Una costumbre inquebrantable en mi vida de vagabundo es desparasitarme una vez al año. Al principio del verano, voy a cualquier riachuelo cercano a Pamplona y me baño desnudo. Me desprendo de la ropa de invierno, sucia y mugrienta y me pongo una ropa más ligera. Cambio de piel como las culebras.

Un verano fui con mi perro, Navi, al río Sadar, cerca de Etxabakoitz, a una zona que se llama la huerta del moro. El río forma un remanso de aguas poco profundas y al fondo hay un talud y un pozo algo más profundo. Hay también una pequeña chopera.

A media mañana ya estábamos en el agua Navi y yo. Después de varios días de calor, el agua estaba templada, muy agradable. Navi era la primera vez que se bañaba. Al principio saltaba por la orilla, sin meterse en el agua, pero cuando me vio a mí avanzar hacia dentro, me siguió sin ningún miedo.

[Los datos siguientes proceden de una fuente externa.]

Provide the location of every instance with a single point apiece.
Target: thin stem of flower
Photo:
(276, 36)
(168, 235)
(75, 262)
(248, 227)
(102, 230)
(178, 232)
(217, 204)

Yo, completamente desnudo, inicié el proceso de desparasitación. Me frotaba enérgicamente con una piedra todo el cuerpo, me di unos cuantos chapuzones.

Llevábamos casi una hora en el agua, cuando vi venir por el sendero que bordea el río a una monja seguida de diez o doce muchachas. Iban todas vestidas iguales, con uniforme, parloteando alegremente. Al llegar a mi altura, la monja me explicó que para las postulantas era un día especial: habían acabado el curso y le habían pedido, como premio, bañarse en el río. Les dije que el agua estaba muy buena y que con aquellos calores tomar un baño resultaba muy agradable.

Entonces caí en la cuenta que estaba desnudo y que no podía salir del agua. Me fui alejando a la zona más profunda. Las chicas se desprendieron del uniforme; debajo llevaban un traje de baño muy discreto. Se metieron en el agua, empezaron a salpicarse, y a nadar suavemente. Navi estaba a mi lado, pero enseguida empezó a nadar entre medio de las muchachas y a jugar con ellas. La monja, desde la orilla, las controlaba y les daba alguna recomendación para mantener el orden.

De repente, vi venir hacía donde yo estaba, nadando por debajo del agua, a una de las muchachas. ¡Agua, trágame, pensé! Estaba a un par de metros y avanzaba rápido y no se me ocurrió otra cosa que remover el barro del fondo para tapar mis vergüenzas. En ese instante giró bruscamente y salió rápidamente a la superficie. No sé si le faltó aire o se asustó al ver algún pez. Se dio media vuelta, se puso a nadar de espaldas y se alejó hacía la otra orilla. Uff!

Yo le daba vueltas a la situación, me estaba cansando de mantenerme a flote sin apenas apoyo y de que las chicas parecían no tener prisa en marcharse. A punto estuve de salir del agua desnudo. Pensé que lo entenderían: al fin y al cabo así nos trajo Dios al mundo.

Estaba en estas cavilaciones, cuando vi aparecer, por detrás de unos árboles, a un guarda rural. Andaba con paso decidido, pero al a ver a la monja, se contuvo un poco y le dijo: Hermana, en este río está prohibido bañarse, por lo que le ruego que saque a las chicas del agua. La monja se quedó un poco extrañada, pero dio una orden y todas, poco a poco, fueron saliendo. Entonces el guarda se fijó en mí y debió pensar que era el padre capellán, porque amablemente me invitó a salir del agua. Le dije que no podía y él lo interpretó como que estaba cuestionando su autoridad. Se puso un poco más serio y me pidió que saliese del agua. Al mismo tiempo, la monja le aclaró que no me conocía.

El guarda entonces me exigió salir inmediatamente o se vería obligado a tirarme unas postas de sal. Ante esto, es un decir, yo tiré la toalla. Despacio, despacio me fui acercando a la orilla. La monja y las muchachas se quedaron quietas contemplando la escena. Cuando el agua me llegó a la altura del ombligo, me dije: adelante y di un paso decidido al frente. La desbandada que se originó fue parecida a cuando los niños asustan a las palomas. Todas las chicas empezaron a gritar y a correr en todas las direcciones y la monja gritando: ¡al colegio, al colegio! Oí también que alguien exclamaba: lo sabía, lo sabía? Creo que era la buceadora.

El guarda me acusó de escándalo público y de que me iba a aplicar la Ley de Vagos y Maleantes. Al final el guarda me perdonó la denuncia por lo que se había reído y lo que se iban a reír los compañeros.